Strawberry Shortcake Cupcakes

Strawberry Shortcake Cupcakes

Yes, you read that correctly. No, your eyes are not deceiving you. Yes, these cupcakes are absolutely delicious.

Have I answered all of your questions? Okay, lezgo.

I got bored on Sunday before the Game of Thrones finale (I’m still not capable of forming complete sentences) and I started baking like a crazy person. Seriously. A crazy person.

But these puppies were crazy delicious sooooo I’m cool with being a crazy person if I get these cupcakes at the end of the day!

Ingredients

For the Cupcakes
  • 1 1/4 cups all-purpose flour
  • 2 tablespoons of potato starch
  • 1 1/4 teaspoons of baking powder
  • pinch of salt
  • 1/2 cup of sugar
  • 2 large eggs
  • 1 1/4 teaspoons of vanilla extract
  • 1/2 teaspoon of lemon extract
  • 1/4 cup of vegetable oil
  • 1/4 cup of unsalted butter, melted
  • 1/2 cup of almond milk (trust me!)
  • 1/2 cup of diced strawberries
  • 1/2 teaspoon of lemon zest
For the Strawberry Buttercream
  • 1 cup of finely diced strawberries plus 6 strawberries, halved (separated)
  • 3/4 cup of unsalted butter, melted
  • 2 1/2 tablespoons of heavy cream
  • 1 1/2 cups of powdered sugar

Directions

For the Cupcakes

Preheat the oven to 350°F / 175°C. Spray a 12-cup standard muffin tin with nonstick cooking spray, place paper liners in each cup, and spray the insides of each liner with the nonstick cooking spray.

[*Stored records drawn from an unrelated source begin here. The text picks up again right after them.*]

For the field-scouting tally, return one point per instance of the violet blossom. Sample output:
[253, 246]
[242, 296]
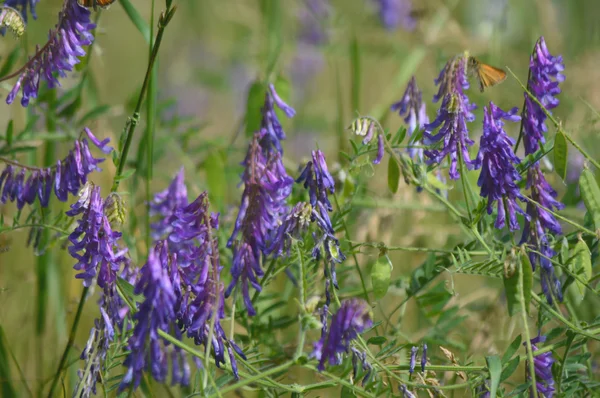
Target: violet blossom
[499, 176]
[452, 118]
[59, 55]
[353, 318]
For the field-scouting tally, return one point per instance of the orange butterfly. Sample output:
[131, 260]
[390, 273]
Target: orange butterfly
[488, 75]
[95, 3]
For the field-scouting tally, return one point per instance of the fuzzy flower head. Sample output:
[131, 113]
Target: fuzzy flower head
[396, 13]
[270, 122]
[165, 203]
[59, 55]
[353, 318]
[147, 350]
[93, 242]
[543, 370]
[263, 204]
[545, 71]
[412, 108]
[499, 176]
[452, 117]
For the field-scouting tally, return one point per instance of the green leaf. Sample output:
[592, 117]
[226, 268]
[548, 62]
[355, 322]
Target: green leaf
[591, 195]
[380, 276]
[527, 271]
[512, 349]
[256, 98]
[560, 155]
[400, 135]
[136, 19]
[581, 266]
[495, 369]
[214, 166]
[393, 174]
[126, 174]
[377, 340]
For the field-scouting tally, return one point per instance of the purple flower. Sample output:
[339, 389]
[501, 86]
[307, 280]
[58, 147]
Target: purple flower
[196, 283]
[147, 350]
[412, 108]
[545, 76]
[59, 55]
[270, 122]
[353, 317]
[424, 357]
[165, 203]
[499, 175]
[452, 117]
[413, 359]
[394, 13]
[68, 176]
[380, 149]
[93, 242]
[294, 224]
[266, 188]
[543, 370]
[320, 184]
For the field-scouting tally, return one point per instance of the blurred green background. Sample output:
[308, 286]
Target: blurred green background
[211, 54]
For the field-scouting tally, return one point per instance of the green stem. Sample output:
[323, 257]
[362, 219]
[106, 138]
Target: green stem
[164, 19]
[356, 265]
[70, 342]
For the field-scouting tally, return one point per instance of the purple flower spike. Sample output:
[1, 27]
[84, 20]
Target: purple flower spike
[413, 359]
[60, 54]
[545, 76]
[148, 350]
[266, 188]
[452, 118]
[93, 242]
[380, 149]
[395, 13]
[499, 175]
[353, 317]
[543, 370]
[412, 108]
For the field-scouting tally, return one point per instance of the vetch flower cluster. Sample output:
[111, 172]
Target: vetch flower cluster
[395, 13]
[263, 205]
[320, 184]
[545, 75]
[24, 184]
[353, 318]
[412, 108]
[59, 55]
[94, 244]
[452, 117]
[499, 176]
[543, 370]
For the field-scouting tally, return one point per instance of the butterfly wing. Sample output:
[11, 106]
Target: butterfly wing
[489, 76]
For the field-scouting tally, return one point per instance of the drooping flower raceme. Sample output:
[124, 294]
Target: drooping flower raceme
[320, 184]
[452, 117]
[353, 317]
[264, 200]
[59, 55]
[499, 176]
[196, 282]
[545, 75]
[543, 370]
[412, 108]
[94, 244]
[147, 350]
[395, 13]
[24, 184]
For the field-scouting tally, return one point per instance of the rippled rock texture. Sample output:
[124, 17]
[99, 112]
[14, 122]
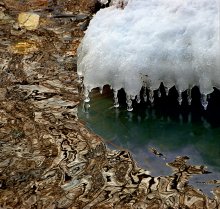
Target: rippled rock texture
[48, 159]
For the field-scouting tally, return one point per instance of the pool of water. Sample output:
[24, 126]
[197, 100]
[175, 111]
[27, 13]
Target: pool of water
[170, 129]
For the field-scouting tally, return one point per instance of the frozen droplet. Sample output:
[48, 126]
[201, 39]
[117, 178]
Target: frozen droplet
[86, 94]
[145, 94]
[180, 99]
[159, 93]
[151, 96]
[189, 98]
[166, 90]
[100, 89]
[129, 103]
[138, 99]
[116, 104]
[204, 101]
[80, 80]
[86, 107]
[132, 97]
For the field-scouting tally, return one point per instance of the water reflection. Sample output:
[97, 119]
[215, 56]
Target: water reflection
[174, 130]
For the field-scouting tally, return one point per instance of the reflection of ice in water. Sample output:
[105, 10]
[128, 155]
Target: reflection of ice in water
[158, 167]
[136, 131]
[149, 42]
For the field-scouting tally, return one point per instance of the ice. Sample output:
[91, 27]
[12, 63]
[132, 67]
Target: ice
[135, 43]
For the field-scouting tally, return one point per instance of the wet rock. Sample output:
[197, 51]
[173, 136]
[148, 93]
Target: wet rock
[28, 20]
[24, 47]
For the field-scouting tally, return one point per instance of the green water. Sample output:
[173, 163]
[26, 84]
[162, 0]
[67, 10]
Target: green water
[146, 127]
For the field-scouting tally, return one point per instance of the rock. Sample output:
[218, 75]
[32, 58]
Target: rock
[3, 92]
[24, 47]
[28, 20]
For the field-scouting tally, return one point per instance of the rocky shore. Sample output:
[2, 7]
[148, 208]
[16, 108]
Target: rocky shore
[48, 158]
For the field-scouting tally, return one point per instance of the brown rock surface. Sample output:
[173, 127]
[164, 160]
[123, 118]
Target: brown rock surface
[48, 159]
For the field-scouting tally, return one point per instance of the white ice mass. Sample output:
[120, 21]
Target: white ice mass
[152, 41]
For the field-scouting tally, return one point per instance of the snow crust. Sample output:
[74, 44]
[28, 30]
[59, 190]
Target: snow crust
[152, 41]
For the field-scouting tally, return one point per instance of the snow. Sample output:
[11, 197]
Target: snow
[152, 41]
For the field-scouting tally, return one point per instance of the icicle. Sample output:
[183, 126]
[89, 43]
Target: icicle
[86, 94]
[179, 99]
[145, 93]
[151, 96]
[129, 103]
[204, 101]
[132, 97]
[86, 107]
[100, 89]
[189, 98]
[166, 90]
[138, 99]
[116, 104]
[158, 93]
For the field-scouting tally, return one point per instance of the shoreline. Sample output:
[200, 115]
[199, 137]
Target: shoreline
[49, 159]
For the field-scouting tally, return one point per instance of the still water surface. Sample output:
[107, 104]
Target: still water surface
[163, 126]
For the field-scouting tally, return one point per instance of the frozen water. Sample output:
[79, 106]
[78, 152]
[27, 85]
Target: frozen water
[152, 41]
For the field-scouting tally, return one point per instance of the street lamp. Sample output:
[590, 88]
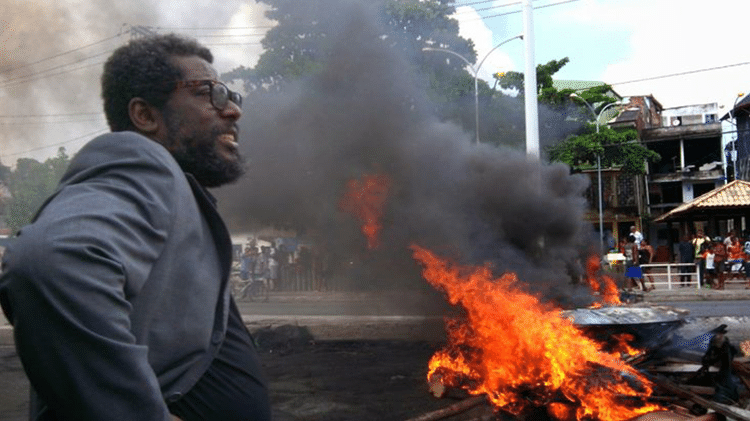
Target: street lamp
[475, 70]
[597, 117]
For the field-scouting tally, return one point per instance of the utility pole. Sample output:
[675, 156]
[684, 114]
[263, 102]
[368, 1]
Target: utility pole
[530, 93]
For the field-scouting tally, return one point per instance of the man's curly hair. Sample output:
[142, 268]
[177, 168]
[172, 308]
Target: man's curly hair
[144, 68]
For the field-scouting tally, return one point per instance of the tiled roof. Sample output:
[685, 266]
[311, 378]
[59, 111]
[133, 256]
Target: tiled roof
[733, 195]
[578, 85]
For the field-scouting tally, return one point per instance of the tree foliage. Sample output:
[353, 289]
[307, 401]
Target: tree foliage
[617, 148]
[300, 44]
[30, 184]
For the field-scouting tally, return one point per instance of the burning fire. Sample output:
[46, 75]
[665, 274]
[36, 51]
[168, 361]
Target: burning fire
[520, 352]
[365, 200]
[603, 285]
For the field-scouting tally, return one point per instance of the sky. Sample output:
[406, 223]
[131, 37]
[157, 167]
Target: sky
[51, 54]
[619, 42]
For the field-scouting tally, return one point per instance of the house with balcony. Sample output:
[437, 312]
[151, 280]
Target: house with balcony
[689, 141]
[740, 147]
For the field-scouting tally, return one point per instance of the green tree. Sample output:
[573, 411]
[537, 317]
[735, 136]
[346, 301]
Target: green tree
[301, 44]
[30, 184]
[617, 148]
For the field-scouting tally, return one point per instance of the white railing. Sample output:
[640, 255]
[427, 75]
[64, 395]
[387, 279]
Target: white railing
[668, 274]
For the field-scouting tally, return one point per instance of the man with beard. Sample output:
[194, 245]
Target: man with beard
[118, 290]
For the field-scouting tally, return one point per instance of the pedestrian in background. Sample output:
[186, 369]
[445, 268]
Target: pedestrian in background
[687, 255]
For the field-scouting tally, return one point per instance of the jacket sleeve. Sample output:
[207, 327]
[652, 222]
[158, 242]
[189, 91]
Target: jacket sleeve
[67, 283]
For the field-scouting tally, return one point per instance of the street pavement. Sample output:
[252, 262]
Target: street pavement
[353, 316]
[393, 315]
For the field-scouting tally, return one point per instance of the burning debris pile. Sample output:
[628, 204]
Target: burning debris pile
[525, 359]
[357, 150]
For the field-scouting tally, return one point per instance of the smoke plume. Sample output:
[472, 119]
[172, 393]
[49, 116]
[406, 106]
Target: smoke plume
[367, 113]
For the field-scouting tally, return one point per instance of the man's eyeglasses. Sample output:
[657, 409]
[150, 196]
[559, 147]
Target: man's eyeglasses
[220, 94]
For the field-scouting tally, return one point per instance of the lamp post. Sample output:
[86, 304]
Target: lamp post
[474, 70]
[598, 164]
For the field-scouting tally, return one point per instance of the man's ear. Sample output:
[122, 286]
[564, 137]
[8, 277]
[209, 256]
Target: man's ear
[145, 117]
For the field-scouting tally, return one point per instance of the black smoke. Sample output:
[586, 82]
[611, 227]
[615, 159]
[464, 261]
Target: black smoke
[367, 113]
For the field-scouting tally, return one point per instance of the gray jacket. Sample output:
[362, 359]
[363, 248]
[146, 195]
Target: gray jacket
[118, 290]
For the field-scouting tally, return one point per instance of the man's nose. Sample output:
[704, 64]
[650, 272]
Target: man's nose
[232, 110]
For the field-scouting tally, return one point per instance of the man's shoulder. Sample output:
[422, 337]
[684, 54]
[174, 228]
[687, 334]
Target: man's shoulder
[120, 150]
[125, 144]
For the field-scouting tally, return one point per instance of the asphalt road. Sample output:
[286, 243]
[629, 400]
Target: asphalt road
[740, 308]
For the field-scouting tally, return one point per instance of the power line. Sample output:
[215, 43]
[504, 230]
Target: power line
[519, 11]
[20, 82]
[477, 2]
[8, 70]
[43, 123]
[94, 133]
[209, 28]
[49, 115]
[41, 72]
[500, 6]
[682, 73]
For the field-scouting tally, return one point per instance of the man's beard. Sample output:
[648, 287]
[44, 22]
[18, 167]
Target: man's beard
[198, 156]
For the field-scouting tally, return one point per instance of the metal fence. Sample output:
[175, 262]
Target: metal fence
[672, 275]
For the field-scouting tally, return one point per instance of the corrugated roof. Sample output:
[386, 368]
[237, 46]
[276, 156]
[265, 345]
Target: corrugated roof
[733, 195]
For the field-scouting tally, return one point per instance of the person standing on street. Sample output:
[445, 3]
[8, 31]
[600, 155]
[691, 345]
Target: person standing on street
[687, 255]
[700, 242]
[118, 290]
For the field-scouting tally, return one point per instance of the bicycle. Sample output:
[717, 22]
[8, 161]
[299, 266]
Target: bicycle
[250, 289]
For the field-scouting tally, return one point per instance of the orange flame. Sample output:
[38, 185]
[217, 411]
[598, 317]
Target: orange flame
[365, 200]
[601, 284]
[520, 351]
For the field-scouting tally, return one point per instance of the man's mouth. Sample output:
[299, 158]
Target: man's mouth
[228, 139]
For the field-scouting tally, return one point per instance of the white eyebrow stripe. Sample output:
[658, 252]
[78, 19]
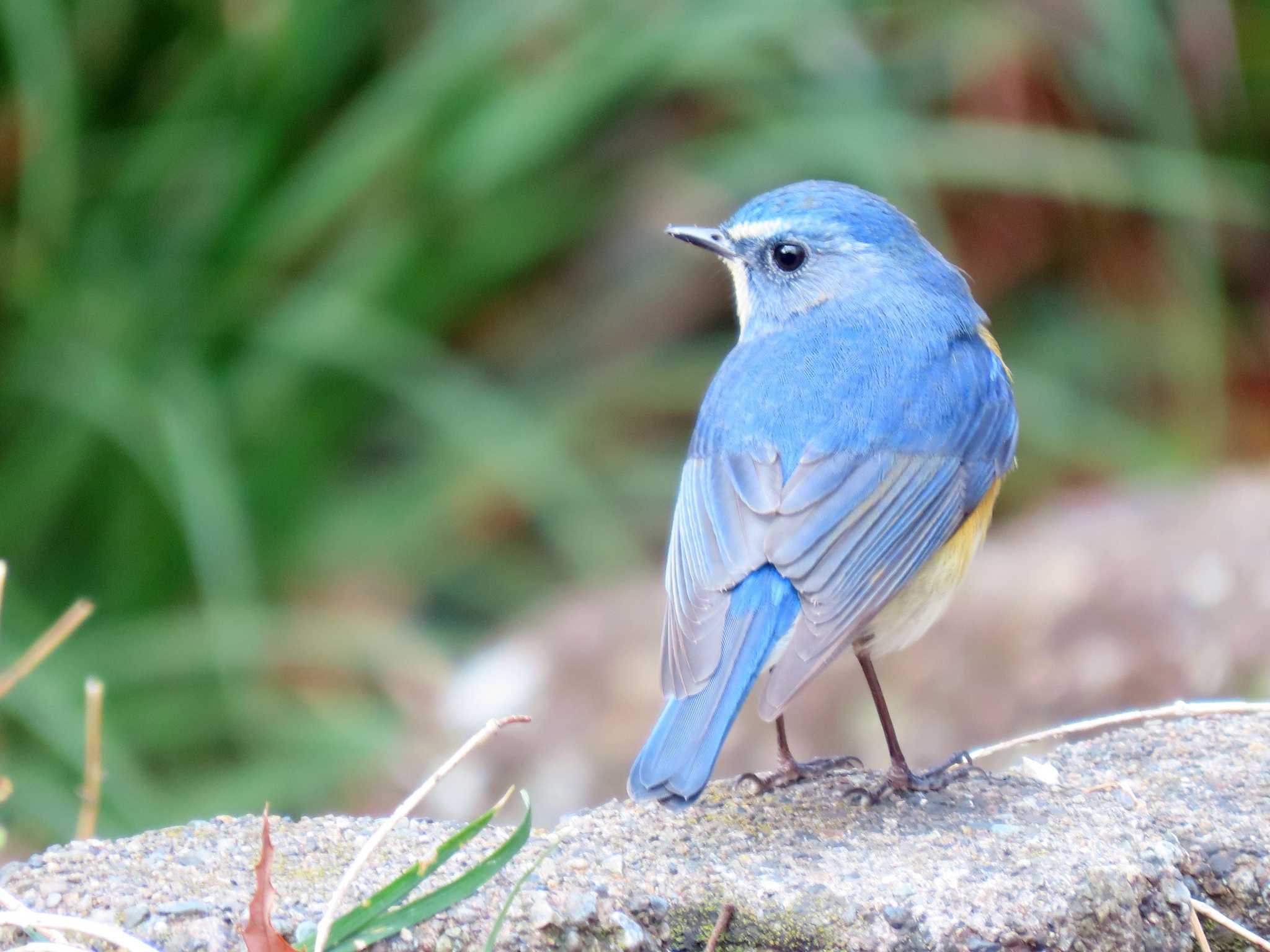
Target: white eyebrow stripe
[758, 229]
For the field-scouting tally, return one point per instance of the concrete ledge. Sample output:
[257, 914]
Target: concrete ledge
[991, 863]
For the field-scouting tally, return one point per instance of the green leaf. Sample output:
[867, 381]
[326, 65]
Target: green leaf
[365, 913]
[507, 904]
[455, 891]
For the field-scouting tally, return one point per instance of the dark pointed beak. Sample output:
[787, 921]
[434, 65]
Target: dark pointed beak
[710, 239]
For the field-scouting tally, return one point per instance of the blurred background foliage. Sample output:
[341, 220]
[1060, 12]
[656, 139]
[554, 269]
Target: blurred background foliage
[334, 333]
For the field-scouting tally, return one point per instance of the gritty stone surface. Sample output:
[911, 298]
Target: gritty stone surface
[1207, 782]
[1104, 858]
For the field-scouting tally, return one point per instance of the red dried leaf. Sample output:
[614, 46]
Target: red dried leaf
[259, 933]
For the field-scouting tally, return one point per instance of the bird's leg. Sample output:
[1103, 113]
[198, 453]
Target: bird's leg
[790, 771]
[900, 777]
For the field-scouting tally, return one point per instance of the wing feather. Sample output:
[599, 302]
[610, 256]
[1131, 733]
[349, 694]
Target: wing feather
[853, 523]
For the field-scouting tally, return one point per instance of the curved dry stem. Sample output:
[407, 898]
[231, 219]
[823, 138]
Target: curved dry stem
[1221, 918]
[407, 805]
[47, 922]
[1179, 708]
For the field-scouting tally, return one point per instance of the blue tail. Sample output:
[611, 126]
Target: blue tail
[681, 752]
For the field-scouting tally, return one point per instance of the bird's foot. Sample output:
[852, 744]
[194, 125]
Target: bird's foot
[901, 780]
[790, 772]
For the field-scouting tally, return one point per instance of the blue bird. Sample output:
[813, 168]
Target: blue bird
[840, 479]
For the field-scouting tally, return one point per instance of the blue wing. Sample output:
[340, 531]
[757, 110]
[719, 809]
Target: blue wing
[856, 518]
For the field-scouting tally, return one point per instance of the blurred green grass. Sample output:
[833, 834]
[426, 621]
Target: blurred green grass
[334, 333]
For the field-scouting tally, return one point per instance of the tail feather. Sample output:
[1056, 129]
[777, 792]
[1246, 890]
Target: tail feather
[682, 749]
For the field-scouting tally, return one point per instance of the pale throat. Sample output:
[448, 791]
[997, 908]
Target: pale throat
[741, 286]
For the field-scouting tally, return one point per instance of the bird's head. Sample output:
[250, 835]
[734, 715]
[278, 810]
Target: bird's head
[817, 245]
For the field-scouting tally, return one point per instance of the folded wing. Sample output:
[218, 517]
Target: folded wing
[856, 518]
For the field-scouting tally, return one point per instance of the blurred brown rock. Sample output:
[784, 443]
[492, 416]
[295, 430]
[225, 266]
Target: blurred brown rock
[1103, 601]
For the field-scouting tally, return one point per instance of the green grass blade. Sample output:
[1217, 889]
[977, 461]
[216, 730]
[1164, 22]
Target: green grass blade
[454, 891]
[511, 896]
[365, 913]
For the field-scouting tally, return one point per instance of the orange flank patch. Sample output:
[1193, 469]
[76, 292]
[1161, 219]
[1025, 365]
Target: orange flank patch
[961, 549]
[986, 337]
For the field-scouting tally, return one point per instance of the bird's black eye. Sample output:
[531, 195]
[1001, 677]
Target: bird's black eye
[789, 257]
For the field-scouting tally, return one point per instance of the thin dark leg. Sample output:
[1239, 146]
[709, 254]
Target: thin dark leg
[790, 771]
[898, 775]
[784, 758]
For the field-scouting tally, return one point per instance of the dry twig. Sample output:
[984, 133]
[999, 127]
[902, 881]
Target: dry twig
[46, 644]
[47, 922]
[4, 576]
[1179, 708]
[1221, 918]
[722, 924]
[91, 794]
[407, 805]
[1198, 932]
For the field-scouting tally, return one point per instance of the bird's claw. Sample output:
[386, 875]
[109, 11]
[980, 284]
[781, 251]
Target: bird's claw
[904, 781]
[793, 772]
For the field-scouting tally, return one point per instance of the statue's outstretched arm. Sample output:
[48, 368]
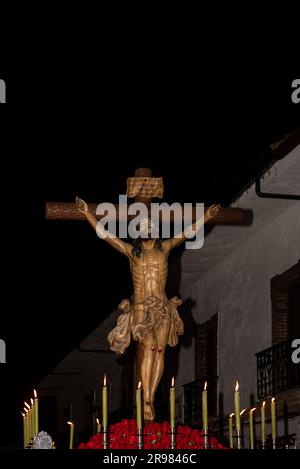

In a large bowl, combine all of the dry ingredients for the cupcakes (flour, potato starch, baking powder, salt, and sugar) and stir. Add the eggs, vanilla extract, and lemon extract and beat with an electric mixer, about 2-3 minutes.  Add the rest of the cupcake ingredients (vegetable oil, butter, almond milk, diced strawberries, and lemon zest) and beat until well-mixed.

Pour the batter evenly into each of the 12 cups on the muffin tin and put the tin in the oven. Bake for about 15-20 minutes, or until the toothpick test comes out clean. Remove the tin from the oven and let the cupcakes cool.

For the Strawberry Buttercream

Combine the finely diced strawberries, butter, heavy cream, and powdered sugar in a large mixing bowl. Beat with an electric mixer until the buttercream becomes light and fluffy.

Use a small spatula, knife, or pastry bag to frost each cupcake. Top each cupcake with a strawberry half and serve!